BETA has participated in this program over the past eight years, sending dozens of students like Fahim through the program each year.  The structure of ACE’s mentorship program works hand in hand with BETA’s work-based learning engineering curriculum.

“We want our students to experience what it would be like working with professionals in the real world,” said Jared Jax, BETA’s engineering director. “A lot of them come in and say they want to be an engineer, but have no idea what an engineer does.  So, for them to be able to experience it firsthand with ACE and be able to make an informed decision about whether or not they want to pursue this in college is invaluable.”

“I’m a lot more interested in architecture now,” said Fahim. “Before ACE, I thought architecture was easy and just about drawing; I thought that architects made a lot of money for nothing.  But working on this project with my ACE mentors showed me that the techniques that architects need to draw and sketch to satisfy their clients are not easy.  I think I’m a better artist now because of all the sketches I’ve done.”

At the end of each school year all groups come together for a week- long culmination event to present their projects to their peers as if they were presenting to potential clients.

Some of this year’s projects presented by the 40 teams across NYC included the redesign of LaGuardia airport and Yankee stadium as well as the rebuilding of Seaside Heights after Hurricane Sandy.

“We couldn’t have done any of this without the mentors,” said Fahim. “They helped us organize our ideas and they taught us how to be professional.  That really helped me because I didn’t know anything about working with clients. We really learned how to deal with clients and take into account what they are looking for.”
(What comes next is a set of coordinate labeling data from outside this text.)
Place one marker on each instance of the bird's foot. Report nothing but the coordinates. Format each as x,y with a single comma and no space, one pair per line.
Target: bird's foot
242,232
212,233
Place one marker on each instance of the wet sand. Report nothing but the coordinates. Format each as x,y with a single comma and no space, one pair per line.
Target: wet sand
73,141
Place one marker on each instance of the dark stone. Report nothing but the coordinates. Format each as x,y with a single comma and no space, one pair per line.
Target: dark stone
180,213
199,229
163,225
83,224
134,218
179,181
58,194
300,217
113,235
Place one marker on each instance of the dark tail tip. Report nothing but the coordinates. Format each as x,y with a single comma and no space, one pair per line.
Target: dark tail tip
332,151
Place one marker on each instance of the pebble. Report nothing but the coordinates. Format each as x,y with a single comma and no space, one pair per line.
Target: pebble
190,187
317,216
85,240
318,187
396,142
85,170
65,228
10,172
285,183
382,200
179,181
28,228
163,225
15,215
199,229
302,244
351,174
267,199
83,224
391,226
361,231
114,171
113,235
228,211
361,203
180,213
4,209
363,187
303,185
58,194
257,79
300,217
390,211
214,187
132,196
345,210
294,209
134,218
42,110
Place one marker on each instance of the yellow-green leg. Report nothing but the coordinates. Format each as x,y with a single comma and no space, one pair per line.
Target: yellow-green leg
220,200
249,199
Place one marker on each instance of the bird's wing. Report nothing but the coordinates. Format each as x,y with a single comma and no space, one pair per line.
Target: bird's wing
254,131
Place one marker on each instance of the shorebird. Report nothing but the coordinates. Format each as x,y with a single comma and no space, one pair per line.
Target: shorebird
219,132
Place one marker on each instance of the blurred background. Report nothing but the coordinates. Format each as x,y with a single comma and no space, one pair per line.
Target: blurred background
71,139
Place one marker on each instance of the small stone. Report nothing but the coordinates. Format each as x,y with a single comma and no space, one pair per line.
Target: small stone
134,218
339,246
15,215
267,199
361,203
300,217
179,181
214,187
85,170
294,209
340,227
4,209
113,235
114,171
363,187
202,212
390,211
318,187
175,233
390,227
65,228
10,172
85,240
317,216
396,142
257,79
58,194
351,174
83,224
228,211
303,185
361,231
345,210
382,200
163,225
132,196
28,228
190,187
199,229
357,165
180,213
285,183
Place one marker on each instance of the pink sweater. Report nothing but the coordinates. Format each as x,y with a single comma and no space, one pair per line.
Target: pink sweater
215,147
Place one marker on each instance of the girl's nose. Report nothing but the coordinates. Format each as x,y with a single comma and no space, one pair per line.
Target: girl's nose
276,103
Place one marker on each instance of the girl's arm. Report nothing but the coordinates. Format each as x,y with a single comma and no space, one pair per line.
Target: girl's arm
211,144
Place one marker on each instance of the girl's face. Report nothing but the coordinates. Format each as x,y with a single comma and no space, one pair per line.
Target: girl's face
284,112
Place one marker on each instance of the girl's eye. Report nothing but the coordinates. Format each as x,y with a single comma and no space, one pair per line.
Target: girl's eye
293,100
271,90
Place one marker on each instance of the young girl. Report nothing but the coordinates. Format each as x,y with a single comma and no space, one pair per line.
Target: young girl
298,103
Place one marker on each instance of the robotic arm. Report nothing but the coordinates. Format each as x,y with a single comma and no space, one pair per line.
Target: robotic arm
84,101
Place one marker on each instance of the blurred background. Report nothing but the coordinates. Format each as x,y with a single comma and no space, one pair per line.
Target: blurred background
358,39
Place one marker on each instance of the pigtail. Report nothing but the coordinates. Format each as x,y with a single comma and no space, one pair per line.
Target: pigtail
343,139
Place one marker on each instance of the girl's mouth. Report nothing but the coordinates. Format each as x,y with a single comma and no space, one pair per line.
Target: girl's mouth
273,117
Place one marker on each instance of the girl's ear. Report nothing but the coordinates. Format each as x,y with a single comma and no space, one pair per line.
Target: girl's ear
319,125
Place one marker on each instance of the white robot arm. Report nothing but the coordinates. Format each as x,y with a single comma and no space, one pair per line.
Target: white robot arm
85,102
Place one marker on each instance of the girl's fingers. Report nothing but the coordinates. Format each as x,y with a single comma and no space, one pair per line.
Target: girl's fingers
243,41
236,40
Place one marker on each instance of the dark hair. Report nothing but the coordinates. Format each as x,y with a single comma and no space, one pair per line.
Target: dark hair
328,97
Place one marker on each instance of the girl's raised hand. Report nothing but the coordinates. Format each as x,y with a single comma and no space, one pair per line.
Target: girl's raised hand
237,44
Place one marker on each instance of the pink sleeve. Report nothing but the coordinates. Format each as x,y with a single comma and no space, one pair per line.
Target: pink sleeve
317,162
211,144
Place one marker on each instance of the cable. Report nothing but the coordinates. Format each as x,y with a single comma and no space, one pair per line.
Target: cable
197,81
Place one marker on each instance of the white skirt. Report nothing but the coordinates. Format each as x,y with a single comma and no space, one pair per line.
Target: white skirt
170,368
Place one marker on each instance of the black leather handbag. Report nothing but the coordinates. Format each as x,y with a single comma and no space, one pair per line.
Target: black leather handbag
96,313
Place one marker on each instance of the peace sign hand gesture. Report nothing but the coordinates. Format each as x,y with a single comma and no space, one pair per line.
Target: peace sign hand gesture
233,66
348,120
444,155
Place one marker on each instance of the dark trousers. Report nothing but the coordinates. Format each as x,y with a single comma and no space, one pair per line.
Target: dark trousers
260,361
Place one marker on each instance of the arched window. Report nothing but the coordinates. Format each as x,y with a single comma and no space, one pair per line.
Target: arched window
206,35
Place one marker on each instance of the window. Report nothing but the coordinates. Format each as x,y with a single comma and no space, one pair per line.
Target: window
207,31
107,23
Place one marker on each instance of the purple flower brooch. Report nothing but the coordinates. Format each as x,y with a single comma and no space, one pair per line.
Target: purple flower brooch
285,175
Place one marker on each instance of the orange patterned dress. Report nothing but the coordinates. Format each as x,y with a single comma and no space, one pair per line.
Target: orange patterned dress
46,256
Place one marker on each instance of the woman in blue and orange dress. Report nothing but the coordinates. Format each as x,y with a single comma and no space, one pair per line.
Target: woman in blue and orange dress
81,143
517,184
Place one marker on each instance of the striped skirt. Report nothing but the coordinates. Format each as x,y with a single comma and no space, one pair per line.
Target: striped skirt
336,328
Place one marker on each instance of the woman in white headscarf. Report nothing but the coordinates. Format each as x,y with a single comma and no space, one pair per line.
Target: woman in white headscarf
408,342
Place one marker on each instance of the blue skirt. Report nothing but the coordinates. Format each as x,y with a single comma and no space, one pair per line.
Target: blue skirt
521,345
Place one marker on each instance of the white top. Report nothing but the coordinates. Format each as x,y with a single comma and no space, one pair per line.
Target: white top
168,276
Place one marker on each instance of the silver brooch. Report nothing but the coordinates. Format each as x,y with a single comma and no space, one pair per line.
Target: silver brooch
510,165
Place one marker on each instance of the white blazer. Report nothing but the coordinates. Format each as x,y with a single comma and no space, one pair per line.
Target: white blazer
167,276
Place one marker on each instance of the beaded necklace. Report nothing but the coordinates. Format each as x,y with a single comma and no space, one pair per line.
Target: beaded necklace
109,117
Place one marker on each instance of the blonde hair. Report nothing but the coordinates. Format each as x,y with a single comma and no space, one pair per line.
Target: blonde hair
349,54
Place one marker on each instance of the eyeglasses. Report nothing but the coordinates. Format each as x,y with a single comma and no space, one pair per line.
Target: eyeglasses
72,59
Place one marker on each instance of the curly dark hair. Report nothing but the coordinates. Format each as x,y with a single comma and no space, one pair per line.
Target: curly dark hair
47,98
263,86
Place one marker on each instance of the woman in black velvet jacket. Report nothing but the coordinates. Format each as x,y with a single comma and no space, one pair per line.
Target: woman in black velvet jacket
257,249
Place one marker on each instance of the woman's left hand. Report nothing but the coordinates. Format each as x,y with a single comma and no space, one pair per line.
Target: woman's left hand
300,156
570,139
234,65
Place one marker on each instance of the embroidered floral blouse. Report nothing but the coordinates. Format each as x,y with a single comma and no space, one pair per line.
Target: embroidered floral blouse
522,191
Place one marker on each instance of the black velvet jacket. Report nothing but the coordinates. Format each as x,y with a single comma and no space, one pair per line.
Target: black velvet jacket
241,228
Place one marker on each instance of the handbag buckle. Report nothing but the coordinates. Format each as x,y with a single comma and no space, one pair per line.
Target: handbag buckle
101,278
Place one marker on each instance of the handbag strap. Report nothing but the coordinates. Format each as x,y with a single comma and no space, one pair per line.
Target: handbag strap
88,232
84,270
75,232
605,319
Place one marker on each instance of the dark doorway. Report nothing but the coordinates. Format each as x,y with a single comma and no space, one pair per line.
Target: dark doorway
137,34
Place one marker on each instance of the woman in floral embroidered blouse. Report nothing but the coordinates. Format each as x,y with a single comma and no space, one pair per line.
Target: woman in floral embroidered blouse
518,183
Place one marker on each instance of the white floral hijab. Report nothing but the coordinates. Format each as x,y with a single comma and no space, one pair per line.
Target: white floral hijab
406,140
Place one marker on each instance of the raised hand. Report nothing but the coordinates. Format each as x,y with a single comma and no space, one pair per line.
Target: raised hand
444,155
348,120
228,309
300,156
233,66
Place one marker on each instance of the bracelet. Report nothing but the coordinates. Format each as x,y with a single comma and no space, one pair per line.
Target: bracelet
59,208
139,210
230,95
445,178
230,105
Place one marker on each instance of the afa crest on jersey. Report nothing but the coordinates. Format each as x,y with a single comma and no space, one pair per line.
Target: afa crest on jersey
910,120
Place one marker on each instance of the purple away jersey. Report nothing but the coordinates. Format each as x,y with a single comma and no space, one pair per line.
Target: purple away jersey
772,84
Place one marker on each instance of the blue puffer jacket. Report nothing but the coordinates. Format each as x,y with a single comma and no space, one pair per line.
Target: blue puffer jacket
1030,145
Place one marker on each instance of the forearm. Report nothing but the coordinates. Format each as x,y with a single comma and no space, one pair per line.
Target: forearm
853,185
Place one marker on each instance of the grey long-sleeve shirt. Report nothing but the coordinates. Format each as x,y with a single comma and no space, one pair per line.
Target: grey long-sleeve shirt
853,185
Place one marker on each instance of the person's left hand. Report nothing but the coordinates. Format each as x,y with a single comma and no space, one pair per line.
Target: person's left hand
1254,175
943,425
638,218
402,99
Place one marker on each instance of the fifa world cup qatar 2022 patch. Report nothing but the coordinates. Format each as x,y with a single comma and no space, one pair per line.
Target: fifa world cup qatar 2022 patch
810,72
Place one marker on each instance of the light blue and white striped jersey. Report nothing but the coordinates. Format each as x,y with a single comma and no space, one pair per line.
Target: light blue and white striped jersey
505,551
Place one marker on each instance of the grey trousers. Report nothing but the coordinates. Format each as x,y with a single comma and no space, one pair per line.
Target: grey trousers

The 11 mentors from the Pier 54 team include construction consultants from Navigant Consulting Inc., engineers and architects from Gannett Fleming Inc. and HNTB Architecture and environmental engineers and scientists from Hazen and Sawyer, P.C.

Marshall Harris of Navigant Consulting has been an ACE mentor for six years and led the Pier 54 team this year. “The ACE program provides students with an experience they can’t get from a textbook. For these students the learning goes beyond just finding out about the architecture, construction and engineering industries,” said Marshall. “They learn to think critically like an engineer or an architect would and they learn to work together.  Ultimately, regardless of whether or not ACE influences the course of study that a student chooses in college or the career path that a student pursues after college, it’s wonderful to know that the ACE experience will stick with these students for many years.”